[whatwg] HTLM5 - Addressing the Password Craze?
Anders Rundgren
anders.rundgren at telia.com
Wed Sep 6 23:16:35 PDT 2006
Dear all,
As you probably have noticed, practically every site offers a login.for their
members, customers, citizens etc. etc.
There are two problems here.
1. User-id/password management has become a real nuisance. Once this was
an issue for computer professionals only, now it affects everyone from children
to grandma.
2. There are other and better authentication methods available that become hard
to migrate to without making life hard for end-users by asking them to use another
login method. The site has no way of detecting the user's options.
It appears, that it may be possible to add some kind of negotiation/option
elements at the HTML level, that if supported by the underlying system could
offer a standardized and potentially more powerful version of the password
caches or external login form "hijacker software" that we currently use.
Tentative functionality for the AHE (Authentication Helper Extension):
- Find out if the AHE is installed/available
- If the AHE is available, find out if the site in question is in the list
- If in the list, put out a dialog box giving the user an option to login, decline
or manually enter login information.
- If the site so requests, the user's authentication options (in case form based
authentication was used) can be transferred during login, giving the site an
option to ask/require the user to upgrade their authentication. This could
involve anything from digest-authentication to certificates. The latter
current lacks a decent provision method but there is some work
going on in this area as well. MS CardSpaces is also an option.
- The authentication stuff would be possible to store in an USB token or
even better in a mobile phone. This is of course outside of HTML5
but will be natural to support within 3-5 years from now.

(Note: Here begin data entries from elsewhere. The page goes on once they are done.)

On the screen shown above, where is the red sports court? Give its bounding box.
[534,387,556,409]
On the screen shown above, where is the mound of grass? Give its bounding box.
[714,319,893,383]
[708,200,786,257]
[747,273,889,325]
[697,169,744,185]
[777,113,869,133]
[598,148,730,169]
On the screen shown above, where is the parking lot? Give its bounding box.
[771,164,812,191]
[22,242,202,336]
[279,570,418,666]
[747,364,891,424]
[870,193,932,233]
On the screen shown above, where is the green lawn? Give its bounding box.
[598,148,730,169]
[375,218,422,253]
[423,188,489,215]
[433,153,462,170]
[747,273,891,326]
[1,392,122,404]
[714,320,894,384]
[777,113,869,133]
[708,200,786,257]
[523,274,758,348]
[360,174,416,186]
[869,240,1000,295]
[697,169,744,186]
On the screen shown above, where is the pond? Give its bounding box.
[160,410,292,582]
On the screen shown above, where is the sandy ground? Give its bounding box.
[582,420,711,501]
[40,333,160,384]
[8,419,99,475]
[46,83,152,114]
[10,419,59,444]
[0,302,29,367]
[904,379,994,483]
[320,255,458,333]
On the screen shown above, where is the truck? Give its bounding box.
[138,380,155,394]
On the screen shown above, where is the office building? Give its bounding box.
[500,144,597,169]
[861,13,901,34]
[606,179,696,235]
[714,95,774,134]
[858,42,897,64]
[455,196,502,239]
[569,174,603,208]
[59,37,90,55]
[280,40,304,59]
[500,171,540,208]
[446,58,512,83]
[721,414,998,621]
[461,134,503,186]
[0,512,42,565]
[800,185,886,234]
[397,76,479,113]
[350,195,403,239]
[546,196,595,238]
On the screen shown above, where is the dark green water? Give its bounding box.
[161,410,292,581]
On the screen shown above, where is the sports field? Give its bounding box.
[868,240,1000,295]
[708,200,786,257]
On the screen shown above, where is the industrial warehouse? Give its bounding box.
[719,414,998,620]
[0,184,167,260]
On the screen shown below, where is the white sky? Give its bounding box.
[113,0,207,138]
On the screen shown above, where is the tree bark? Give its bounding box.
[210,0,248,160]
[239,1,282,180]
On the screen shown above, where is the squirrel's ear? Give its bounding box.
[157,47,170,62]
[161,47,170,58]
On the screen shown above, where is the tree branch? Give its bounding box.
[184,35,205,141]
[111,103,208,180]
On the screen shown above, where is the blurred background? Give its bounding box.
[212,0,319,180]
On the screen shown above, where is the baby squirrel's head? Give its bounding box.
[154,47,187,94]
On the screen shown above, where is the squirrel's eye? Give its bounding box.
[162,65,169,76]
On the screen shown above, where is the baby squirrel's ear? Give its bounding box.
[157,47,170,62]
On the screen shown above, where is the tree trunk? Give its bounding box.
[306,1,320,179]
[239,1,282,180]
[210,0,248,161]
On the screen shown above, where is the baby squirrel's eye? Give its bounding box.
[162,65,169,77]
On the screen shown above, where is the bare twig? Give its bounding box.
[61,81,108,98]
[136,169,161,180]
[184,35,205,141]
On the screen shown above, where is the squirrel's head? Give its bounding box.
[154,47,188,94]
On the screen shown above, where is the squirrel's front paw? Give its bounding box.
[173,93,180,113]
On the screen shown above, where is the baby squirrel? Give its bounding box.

- The scheme would (if properly implemented) be able to thwart phishing
since a user-id/password (or other auth solution) could be tied to a
SSL root + host name (or even better host domain).
In essence the desired result is a portable (mobile) multi-site authentication
support mechanism that should not only make the web easier, but also
long-term considerably more secure.
Other Options?
==========
The other option is addressing this problem at the transport level but I think
form-based authentication is a better entrance point since it is already in place.
There is no problem [at all] of having a mechanism [in the proposed scheme]
that switches from form-based authentication to transport-level authentication
like using TLS-client-certificates, while the opposite is impossible.